Wednesday 31 March 2010

Oh God, please not the answer machine

The electrics were tripping all weekend. I knew this because the music would stop. When it came back on again the answer machine would speak: "Your answer machine is on."

"Your answer machine is on. Your answer machine is on." All day. Slightly frustrating but hey ho, thought it was the entire block.

I notice that on the phone panel it says "Memory full" but I ignore it. It's not friends, it's those annoying junk calls that come all the time.

So the property owner comes round, gives me shit for over loading the electrical system, saying she's going to have to re-wire the whole flat because I run too many things off the socket and well, I can't help but think: Is it a backlog of undeleted messages that have jammed the supply?

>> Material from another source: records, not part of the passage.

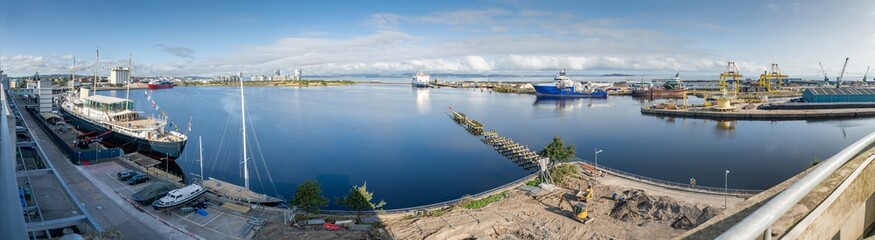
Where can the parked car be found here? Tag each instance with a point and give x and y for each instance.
(139, 178)
(126, 174)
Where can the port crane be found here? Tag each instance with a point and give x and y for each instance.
(731, 71)
(825, 78)
(774, 73)
(839, 79)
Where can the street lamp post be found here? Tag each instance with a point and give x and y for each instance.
(725, 189)
(597, 151)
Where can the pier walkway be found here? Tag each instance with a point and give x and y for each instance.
(107, 213)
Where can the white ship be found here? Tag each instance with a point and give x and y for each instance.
(421, 79)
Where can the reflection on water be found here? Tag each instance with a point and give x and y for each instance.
(726, 125)
(421, 99)
(567, 104)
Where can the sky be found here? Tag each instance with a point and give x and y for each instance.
(209, 38)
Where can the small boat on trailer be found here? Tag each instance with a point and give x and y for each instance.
(179, 197)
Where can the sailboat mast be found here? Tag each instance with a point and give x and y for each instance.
(245, 159)
(200, 144)
(96, 60)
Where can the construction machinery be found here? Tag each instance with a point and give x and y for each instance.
(580, 213)
(731, 71)
(584, 196)
(774, 73)
(839, 79)
(825, 78)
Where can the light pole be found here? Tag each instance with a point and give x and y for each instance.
(597, 151)
(725, 188)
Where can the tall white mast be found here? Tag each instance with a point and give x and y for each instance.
(245, 159)
(130, 75)
(96, 64)
(200, 144)
(73, 74)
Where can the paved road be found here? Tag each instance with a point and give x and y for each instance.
(687, 196)
(108, 213)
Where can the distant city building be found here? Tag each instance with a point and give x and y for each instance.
(5, 80)
(119, 75)
(45, 95)
(229, 78)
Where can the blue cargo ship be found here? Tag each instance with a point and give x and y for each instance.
(562, 86)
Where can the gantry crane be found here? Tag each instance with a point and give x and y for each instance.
(774, 73)
(839, 79)
(825, 78)
(731, 71)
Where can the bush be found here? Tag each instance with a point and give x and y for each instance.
(534, 182)
(480, 203)
(559, 173)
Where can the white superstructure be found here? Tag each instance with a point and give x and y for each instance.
(120, 75)
(420, 79)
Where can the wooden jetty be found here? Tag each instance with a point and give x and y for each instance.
(518, 153)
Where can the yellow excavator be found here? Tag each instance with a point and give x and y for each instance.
(581, 213)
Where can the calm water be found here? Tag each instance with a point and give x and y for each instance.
(401, 142)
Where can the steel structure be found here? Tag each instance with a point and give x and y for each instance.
(731, 71)
(773, 74)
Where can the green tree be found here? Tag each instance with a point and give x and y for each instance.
(309, 197)
(359, 199)
(557, 151)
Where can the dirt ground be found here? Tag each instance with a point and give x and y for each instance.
(520, 216)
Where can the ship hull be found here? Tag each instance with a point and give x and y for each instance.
(551, 90)
(670, 93)
(160, 86)
(154, 149)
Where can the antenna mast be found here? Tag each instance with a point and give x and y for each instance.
(130, 76)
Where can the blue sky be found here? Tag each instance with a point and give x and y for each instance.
(209, 38)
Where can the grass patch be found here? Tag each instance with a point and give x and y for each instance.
(439, 212)
(480, 203)
(534, 182)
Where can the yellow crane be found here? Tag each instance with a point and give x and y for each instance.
(731, 71)
(774, 73)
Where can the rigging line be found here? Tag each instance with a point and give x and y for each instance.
(263, 160)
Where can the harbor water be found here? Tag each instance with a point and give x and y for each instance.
(401, 142)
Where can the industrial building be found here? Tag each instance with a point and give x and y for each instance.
(828, 95)
(119, 75)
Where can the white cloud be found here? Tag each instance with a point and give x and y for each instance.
(773, 7)
(383, 20)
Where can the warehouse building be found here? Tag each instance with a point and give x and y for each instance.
(829, 95)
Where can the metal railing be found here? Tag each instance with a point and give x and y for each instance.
(670, 184)
(760, 221)
(12, 224)
(444, 203)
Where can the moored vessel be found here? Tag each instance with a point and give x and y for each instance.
(160, 84)
(420, 79)
(562, 86)
(672, 88)
(122, 127)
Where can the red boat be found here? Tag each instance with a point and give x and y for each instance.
(162, 84)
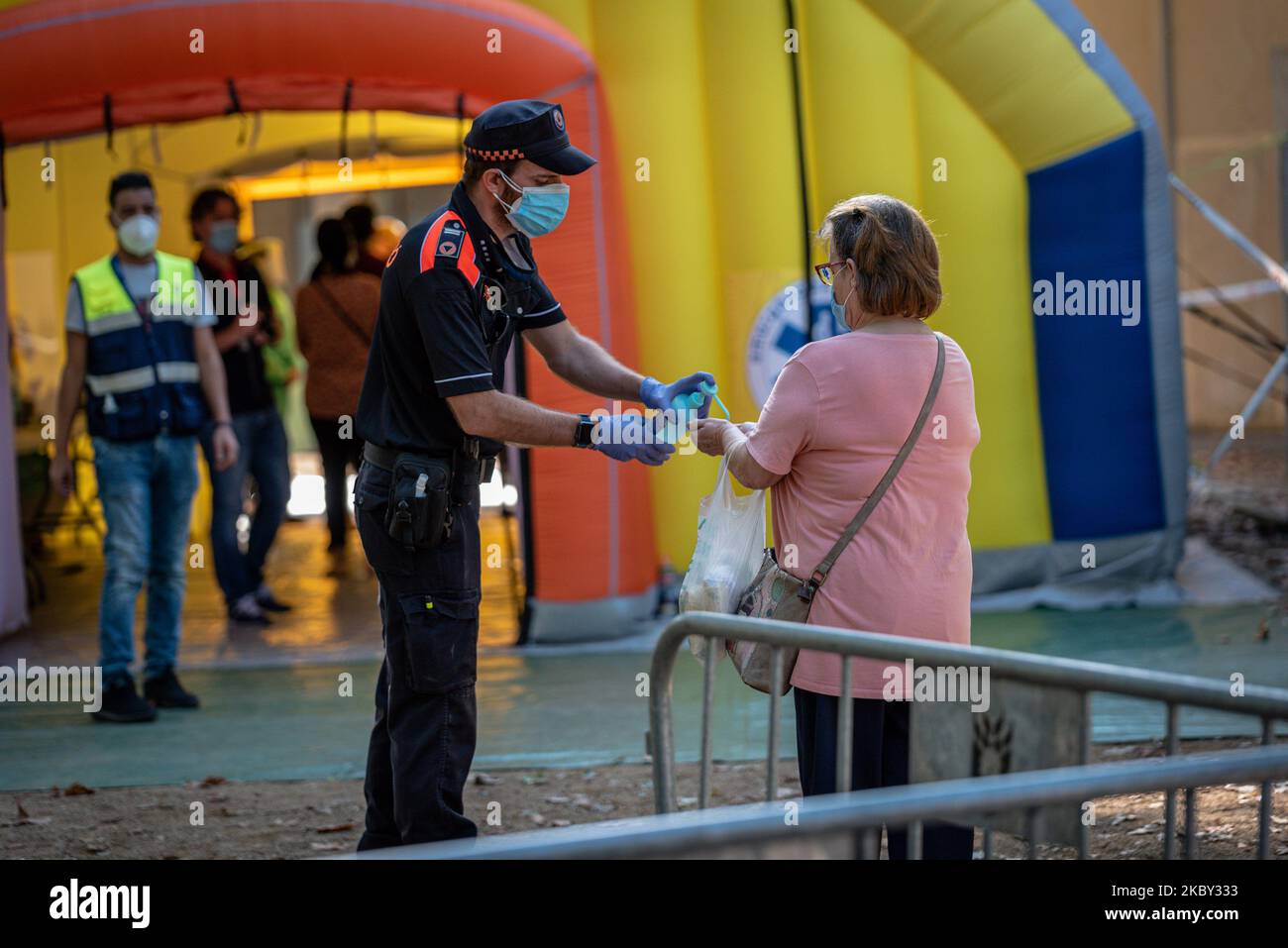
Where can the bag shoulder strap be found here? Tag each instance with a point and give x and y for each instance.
(819, 575)
(349, 322)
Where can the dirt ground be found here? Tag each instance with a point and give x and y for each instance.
(312, 818)
(1241, 510)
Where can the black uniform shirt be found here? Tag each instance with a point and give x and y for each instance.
(451, 299)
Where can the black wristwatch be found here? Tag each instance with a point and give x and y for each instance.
(585, 428)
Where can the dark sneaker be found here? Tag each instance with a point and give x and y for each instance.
(123, 704)
(266, 599)
(249, 610)
(165, 690)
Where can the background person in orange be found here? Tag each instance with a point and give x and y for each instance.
(335, 316)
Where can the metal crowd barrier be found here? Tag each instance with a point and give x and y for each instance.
(1269, 704)
(854, 818)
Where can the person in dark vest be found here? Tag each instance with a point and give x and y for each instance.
(140, 344)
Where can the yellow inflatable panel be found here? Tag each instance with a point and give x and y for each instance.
(1039, 65)
(984, 268)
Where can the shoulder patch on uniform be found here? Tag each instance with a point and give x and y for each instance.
(447, 244)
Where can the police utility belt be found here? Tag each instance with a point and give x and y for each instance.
(425, 488)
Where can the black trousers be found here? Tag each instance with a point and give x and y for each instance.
(423, 740)
(879, 759)
(338, 455)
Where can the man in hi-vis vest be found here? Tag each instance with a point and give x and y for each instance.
(140, 343)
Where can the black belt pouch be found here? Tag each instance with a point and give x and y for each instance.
(420, 510)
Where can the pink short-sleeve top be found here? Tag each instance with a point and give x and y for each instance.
(836, 417)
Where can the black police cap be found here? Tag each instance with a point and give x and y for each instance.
(526, 129)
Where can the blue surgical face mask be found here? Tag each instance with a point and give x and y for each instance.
(223, 236)
(838, 308)
(537, 210)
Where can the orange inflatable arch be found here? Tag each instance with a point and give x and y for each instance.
(81, 67)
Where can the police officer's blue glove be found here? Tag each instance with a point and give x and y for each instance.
(630, 438)
(655, 394)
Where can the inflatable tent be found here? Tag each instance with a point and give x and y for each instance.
(725, 129)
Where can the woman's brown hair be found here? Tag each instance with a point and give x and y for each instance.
(894, 253)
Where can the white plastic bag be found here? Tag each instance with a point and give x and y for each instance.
(728, 553)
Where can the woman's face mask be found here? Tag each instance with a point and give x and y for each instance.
(138, 235)
(537, 210)
(838, 308)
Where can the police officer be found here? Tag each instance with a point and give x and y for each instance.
(454, 294)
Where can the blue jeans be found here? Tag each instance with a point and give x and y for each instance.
(146, 488)
(262, 455)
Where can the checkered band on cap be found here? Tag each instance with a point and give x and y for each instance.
(503, 155)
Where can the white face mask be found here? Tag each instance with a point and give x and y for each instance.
(138, 235)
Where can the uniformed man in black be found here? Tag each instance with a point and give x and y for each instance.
(454, 294)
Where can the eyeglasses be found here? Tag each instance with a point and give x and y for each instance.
(827, 270)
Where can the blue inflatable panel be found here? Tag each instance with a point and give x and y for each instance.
(1095, 371)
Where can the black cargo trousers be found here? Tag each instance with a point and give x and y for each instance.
(423, 740)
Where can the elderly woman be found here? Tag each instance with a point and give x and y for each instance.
(837, 416)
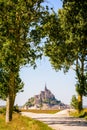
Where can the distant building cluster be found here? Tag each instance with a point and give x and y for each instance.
(44, 100)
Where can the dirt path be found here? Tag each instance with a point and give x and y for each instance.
(60, 120)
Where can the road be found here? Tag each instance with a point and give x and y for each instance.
(60, 120)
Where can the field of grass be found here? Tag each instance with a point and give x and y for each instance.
(22, 123)
(82, 114)
(42, 111)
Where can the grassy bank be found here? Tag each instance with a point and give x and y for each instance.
(22, 123)
(41, 111)
(82, 114)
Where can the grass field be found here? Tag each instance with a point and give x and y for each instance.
(42, 111)
(82, 114)
(22, 123)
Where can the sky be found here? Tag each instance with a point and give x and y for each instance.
(60, 84)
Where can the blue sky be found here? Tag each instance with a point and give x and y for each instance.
(61, 85)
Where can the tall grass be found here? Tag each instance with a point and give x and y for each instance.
(41, 111)
(82, 114)
(22, 123)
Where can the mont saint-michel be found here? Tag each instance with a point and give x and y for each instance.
(44, 100)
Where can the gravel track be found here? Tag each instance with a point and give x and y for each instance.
(60, 120)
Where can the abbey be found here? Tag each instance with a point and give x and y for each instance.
(44, 100)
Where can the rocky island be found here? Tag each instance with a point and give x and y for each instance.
(44, 100)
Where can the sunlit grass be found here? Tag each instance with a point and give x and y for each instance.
(82, 114)
(22, 123)
(41, 111)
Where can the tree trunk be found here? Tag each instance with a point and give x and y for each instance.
(80, 107)
(9, 107)
(10, 98)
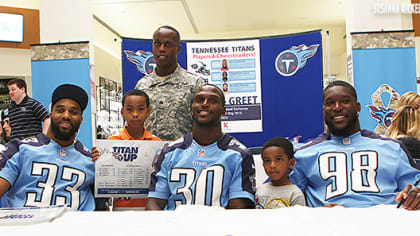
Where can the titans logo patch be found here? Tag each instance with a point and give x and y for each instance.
(288, 62)
(144, 61)
(383, 111)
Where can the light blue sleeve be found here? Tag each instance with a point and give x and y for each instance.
(162, 185)
(406, 174)
(296, 176)
(241, 178)
(11, 170)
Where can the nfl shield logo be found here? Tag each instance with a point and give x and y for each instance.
(62, 153)
(346, 141)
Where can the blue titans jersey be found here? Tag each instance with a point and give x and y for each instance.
(42, 173)
(361, 170)
(187, 173)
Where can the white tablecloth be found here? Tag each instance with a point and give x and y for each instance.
(380, 220)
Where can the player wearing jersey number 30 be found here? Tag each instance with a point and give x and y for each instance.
(353, 167)
(205, 167)
(52, 169)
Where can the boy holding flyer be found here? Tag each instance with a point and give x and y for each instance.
(135, 110)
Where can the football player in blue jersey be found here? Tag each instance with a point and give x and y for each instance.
(51, 169)
(205, 167)
(352, 167)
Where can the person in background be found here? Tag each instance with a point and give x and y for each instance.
(170, 88)
(5, 138)
(25, 113)
(51, 169)
(278, 161)
(411, 99)
(405, 127)
(5, 125)
(205, 167)
(135, 110)
(352, 167)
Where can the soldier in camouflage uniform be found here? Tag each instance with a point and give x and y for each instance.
(171, 88)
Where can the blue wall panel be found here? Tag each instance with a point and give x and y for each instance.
(374, 67)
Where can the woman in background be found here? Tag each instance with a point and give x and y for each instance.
(410, 99)
(405, 127)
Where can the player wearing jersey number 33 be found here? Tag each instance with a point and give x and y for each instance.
(52, 169)
(353, 167)
(205, 167)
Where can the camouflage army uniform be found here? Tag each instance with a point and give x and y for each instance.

God, please don't let it be the answering machine, I pray. Yep, I actually pray.

The supplier comes round, checks the meter and says the main switch has burnt out, there's a connection loose.
"Is it my fault?"
"No, it isn't your fault."
"You sure? Not the telly or anything?
"No, it would burn out at the socket itself in that case."
"That's such a relief. The property owner is always blaming me for things that go wrong. When my boiler flooded the block, she said it was because I had my heating on too high. Turned out to be a crack in the float. This she says is me, but it's the main circuit you say?"
"Yes."

I'm relieved and angry at the same time. Blame the tenant. Blame the parent. Blame, blame, blame somebody all the time. I'm fucking sick of it.

Thank you God it wasn't the answering machine!!

"The answering machine is on!" No more should I hold in what I want or need to say. I am finally learning to defend myself and answering people back.

Perhaps I should also thank you God for my being such a thicko! It might get a laugh down the pub!